= Kate Saville =

English actress

Kate Saville (1835/1836 – 7 May 1922) was an English actress. She played leading roles in original productions of many plays in the 1860s.

==Life==
Kate Saville was a daughter of John Faucit Saville, an actor and playwright, and sister of the actress Helena Faucit. She first appeared on the London stage in September 1859, in Ivy Hall, adapted by John Oxenford from Le Roman d'un jeune homme pauvre by Octave Feuillet.

In January 1860 she appeared in original productions staged by Madame Céleste, manager of the Lyceum Theatre in London: as Lucie Manette in A Tale of Two Cities, and later as Milaine de St Ange in The House on the Bridge of Notre Dame.

She was engaged for the next two years at the Olympic Theatre in London. Here she created roles in new plays: as Martha Gibbs in Tom Taylor's All that Glitters is not Gold, as Lady Camilla Hailstone in Watts Phillips's Camilla's Husband, and as May Edwards in Tom Taylor's The Ticket-of-Leave Man. At the Royal Strand Theatre in October 1863 she played the leading role in the original production of Miriam's Crime by H. T. Craven.

In February 1864 at the Princess's Theatre she was Beatrice in the original performance of Paul's Return by Watts Phillips; in April 1866 she created the role of Hester Lorrington in The Favourite of Fortune by John Westland Marston, at the Haymarket Theatre.

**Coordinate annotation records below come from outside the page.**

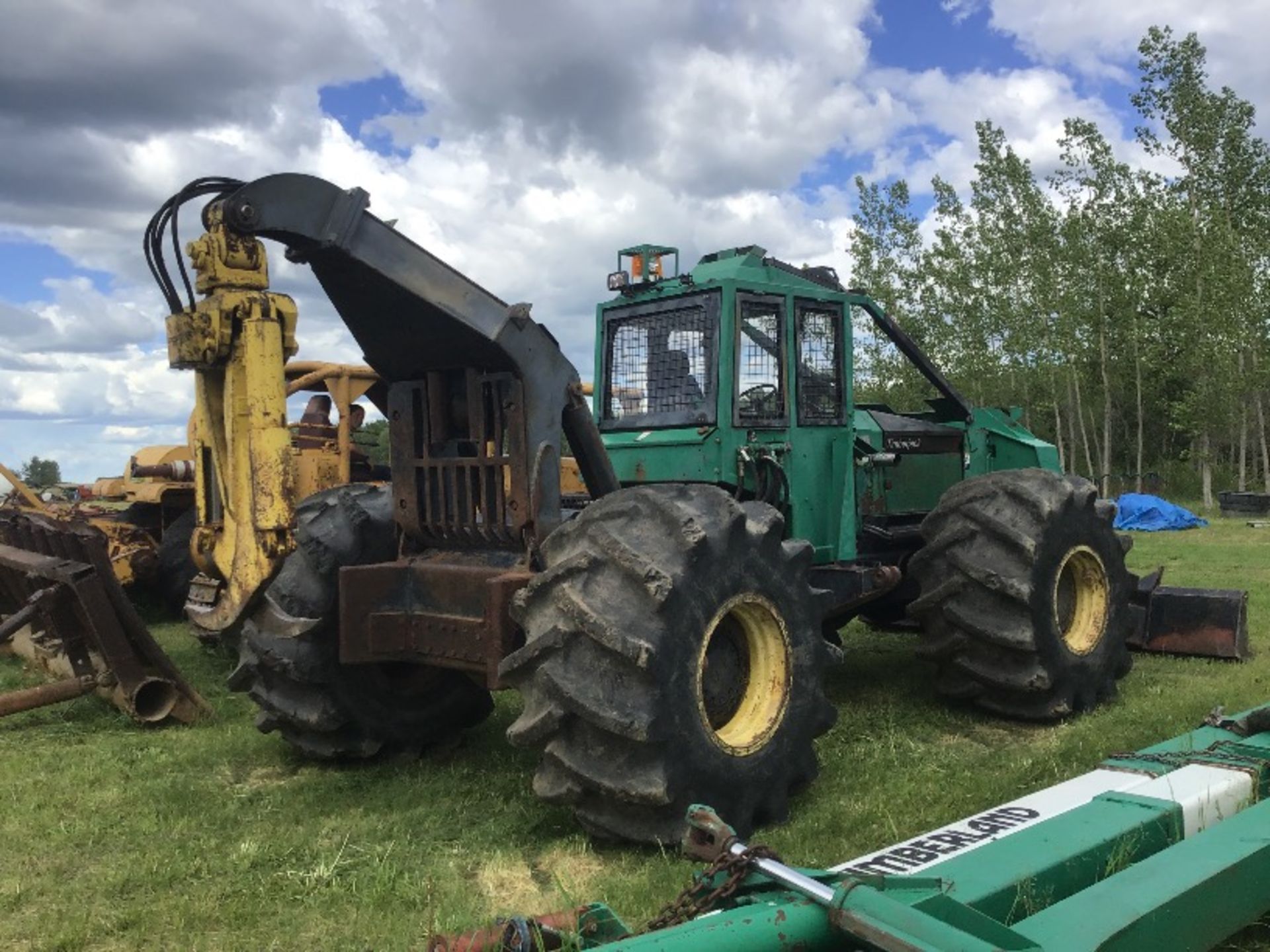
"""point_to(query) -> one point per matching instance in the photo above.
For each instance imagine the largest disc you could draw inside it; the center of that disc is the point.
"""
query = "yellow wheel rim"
(1081, 600)
(743, 674)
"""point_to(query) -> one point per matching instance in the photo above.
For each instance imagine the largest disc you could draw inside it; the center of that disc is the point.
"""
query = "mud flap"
(63, 608)
(1183, 621)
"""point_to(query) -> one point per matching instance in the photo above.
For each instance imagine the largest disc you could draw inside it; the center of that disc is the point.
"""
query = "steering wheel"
(752, 399)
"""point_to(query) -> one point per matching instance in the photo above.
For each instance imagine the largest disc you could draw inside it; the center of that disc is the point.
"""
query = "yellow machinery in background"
(132, 553)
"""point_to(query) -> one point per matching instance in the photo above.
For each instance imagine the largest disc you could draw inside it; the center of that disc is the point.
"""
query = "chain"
(698, 898)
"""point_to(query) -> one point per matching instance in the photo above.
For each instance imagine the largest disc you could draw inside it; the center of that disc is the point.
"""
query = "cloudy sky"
(524, 143)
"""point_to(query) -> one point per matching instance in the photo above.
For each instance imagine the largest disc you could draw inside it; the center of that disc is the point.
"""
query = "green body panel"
(997, 441)
(837, 475)
(1111, 875)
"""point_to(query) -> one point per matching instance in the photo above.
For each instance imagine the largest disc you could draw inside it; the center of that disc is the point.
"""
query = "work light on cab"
(646, 267)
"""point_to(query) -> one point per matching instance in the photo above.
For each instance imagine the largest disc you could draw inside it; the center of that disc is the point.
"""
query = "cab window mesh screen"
(760, 395)
(820, 367)
(659, 364)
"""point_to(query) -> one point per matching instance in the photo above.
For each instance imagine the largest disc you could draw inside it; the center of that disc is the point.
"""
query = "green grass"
(216, 837)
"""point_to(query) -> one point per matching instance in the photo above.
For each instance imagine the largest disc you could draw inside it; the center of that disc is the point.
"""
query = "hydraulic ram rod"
(1161, 848)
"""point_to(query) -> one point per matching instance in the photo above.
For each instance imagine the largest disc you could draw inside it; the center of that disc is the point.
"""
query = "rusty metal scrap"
(64, 610)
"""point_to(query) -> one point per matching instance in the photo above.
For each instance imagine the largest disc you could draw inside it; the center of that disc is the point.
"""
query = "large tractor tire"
(1024, 594)
(673, 655)
(288, 651)
(177, 567)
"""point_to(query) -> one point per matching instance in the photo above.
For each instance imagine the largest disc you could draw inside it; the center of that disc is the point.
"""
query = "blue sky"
(523, 143)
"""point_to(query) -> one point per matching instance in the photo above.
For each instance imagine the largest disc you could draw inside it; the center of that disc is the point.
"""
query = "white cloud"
(1101, 38)
(553, 135)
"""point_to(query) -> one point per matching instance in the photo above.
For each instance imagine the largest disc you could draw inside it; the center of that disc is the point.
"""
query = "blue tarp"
(1146, 513)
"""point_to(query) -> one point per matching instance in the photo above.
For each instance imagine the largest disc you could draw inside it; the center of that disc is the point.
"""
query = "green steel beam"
(1181, 861)
(1191, 896)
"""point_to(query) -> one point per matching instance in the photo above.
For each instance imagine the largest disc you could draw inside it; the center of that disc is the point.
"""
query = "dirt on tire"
(991, 594)
(616, 651)
(288, 651)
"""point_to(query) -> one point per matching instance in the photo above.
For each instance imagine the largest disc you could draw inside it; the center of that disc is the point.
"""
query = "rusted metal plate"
(1185, 621)
(448, 611)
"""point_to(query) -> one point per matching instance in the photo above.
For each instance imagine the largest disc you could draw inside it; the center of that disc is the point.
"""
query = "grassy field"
(215, 837)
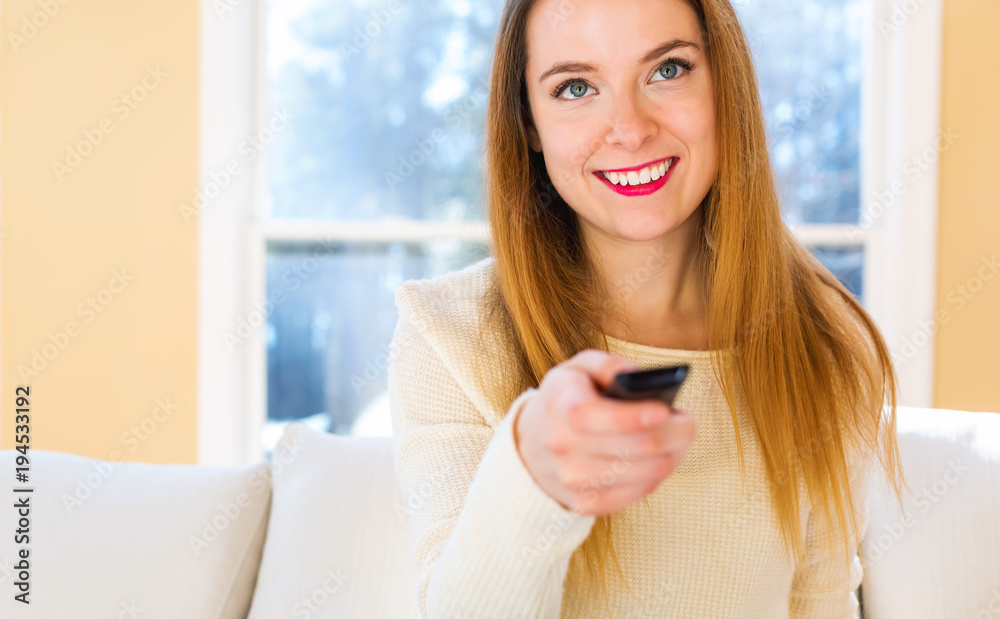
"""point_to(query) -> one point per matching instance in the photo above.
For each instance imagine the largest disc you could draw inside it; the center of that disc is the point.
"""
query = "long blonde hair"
(808, 361)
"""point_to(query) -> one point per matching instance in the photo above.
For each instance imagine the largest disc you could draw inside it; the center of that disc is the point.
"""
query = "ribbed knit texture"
(491, 543)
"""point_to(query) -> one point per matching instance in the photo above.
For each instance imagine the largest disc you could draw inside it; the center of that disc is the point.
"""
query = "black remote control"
(656, 384)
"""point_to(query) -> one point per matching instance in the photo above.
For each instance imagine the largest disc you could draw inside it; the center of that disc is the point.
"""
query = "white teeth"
(640, 177)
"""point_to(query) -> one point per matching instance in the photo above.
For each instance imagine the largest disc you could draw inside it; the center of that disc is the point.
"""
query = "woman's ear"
(533, 140)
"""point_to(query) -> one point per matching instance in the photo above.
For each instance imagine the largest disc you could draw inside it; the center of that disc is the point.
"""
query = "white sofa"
(321, 531)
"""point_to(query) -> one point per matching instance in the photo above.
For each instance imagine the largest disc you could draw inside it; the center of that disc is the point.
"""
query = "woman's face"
(626, 103)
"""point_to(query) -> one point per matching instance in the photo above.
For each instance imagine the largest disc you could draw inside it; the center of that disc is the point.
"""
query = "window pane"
(332, 323)
(808, 59)
(388, 108)
(847, 264)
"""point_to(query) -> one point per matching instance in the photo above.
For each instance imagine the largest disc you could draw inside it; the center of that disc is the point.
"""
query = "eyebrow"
(584, 67)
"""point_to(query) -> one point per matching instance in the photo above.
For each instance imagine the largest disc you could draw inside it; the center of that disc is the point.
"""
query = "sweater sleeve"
(821, 589)
(489, 541)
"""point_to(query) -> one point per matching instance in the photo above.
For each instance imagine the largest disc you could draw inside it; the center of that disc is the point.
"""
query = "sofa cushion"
(941, 556)
(120, 539)
(339, 543)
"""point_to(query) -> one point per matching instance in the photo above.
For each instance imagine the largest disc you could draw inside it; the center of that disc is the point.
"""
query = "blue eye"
(578, 87)
(673, 62)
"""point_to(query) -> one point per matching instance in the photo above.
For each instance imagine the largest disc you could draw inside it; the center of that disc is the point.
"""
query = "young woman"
(635, 224)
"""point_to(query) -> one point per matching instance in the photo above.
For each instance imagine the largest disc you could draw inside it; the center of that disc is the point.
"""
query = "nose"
(631, 121)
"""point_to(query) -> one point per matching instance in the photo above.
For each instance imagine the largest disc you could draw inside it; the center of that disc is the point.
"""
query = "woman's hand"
(593, 454)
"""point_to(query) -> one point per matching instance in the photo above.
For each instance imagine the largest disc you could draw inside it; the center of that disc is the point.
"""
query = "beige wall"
(117, 211)
(968, 344)
(67, 234)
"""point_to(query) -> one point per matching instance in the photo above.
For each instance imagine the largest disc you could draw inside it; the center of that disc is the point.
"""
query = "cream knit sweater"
(490, 542)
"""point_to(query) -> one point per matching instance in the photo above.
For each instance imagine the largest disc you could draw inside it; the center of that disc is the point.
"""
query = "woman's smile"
(641, 182)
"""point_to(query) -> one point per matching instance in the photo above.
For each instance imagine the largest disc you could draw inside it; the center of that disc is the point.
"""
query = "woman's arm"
(489, 541)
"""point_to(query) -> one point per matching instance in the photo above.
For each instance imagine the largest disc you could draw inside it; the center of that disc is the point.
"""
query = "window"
(365, 125)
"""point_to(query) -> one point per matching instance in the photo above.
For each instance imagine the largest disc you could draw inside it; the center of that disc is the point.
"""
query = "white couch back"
(338, 543)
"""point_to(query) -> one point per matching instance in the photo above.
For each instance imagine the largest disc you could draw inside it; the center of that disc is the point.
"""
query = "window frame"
(900, 117)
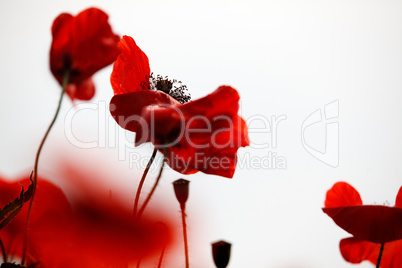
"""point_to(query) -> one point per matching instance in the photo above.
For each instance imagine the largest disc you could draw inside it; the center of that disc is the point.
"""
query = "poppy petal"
(355, 251)
(131, 69)
(398, 201)
(378, 224)
(342, 194)
(50, 208)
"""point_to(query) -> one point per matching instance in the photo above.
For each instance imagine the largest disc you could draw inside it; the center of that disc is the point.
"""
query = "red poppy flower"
(202, 135)
(82, 45)
(374, 223)
(355, 251)
(93, 232)
(50, 209)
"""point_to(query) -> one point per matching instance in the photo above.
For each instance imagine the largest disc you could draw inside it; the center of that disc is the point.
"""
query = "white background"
(284, 57)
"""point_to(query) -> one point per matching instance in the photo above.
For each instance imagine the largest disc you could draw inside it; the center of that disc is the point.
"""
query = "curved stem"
(380, 255)
(183, 220)
(154, 187)
(137, 195)
(3, 251)
(35, 177)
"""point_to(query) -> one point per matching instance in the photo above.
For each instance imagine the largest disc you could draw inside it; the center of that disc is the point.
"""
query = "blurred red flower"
(355, 251)
(82, 44)
(92, 232)
(202, 135)
(374, 223)
(50, 209)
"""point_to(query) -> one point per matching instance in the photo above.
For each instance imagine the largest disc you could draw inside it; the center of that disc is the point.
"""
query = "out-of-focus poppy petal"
(342, 194)
(83, 91)
(127, 108)
(398, 201)
(354, 250)
(131, 69)
(378, 224)
(82, 45)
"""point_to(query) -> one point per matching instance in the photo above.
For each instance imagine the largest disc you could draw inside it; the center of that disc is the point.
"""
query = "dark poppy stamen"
(173, 87)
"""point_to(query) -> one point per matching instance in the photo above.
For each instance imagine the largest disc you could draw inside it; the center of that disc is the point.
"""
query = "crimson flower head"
(91, 231)
(373, 223)
(50, 209)
(82, 45)
(355, 250)
(201, 135)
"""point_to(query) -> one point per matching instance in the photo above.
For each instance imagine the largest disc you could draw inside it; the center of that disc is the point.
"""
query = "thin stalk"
(380, 255)
(35, 177)
(144, 175)
(154, 187)
(3, 251)
(183, 220)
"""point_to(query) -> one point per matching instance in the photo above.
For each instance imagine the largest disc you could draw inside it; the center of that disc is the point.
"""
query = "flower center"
(173, 87)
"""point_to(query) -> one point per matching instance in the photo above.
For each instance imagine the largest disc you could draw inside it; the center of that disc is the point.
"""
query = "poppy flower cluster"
(44, 228)
(376, 229)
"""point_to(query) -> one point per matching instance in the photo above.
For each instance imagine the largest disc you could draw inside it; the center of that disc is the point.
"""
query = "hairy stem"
(3, 251)
(144, 175)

In September 1866 at the Surrey Theatre she played the lead female role, Mrs Truegold, in True to the Core by A. R. Slous. This was the prize drama for that year in a competition established in the will of the actor Thomas Cooke and administered by the Royal Dramatic College.

In 1872 Kate Saville married William Roby Thorpe, and retired from the stage. She died in 1922 at her home in Nottingham, aged 86.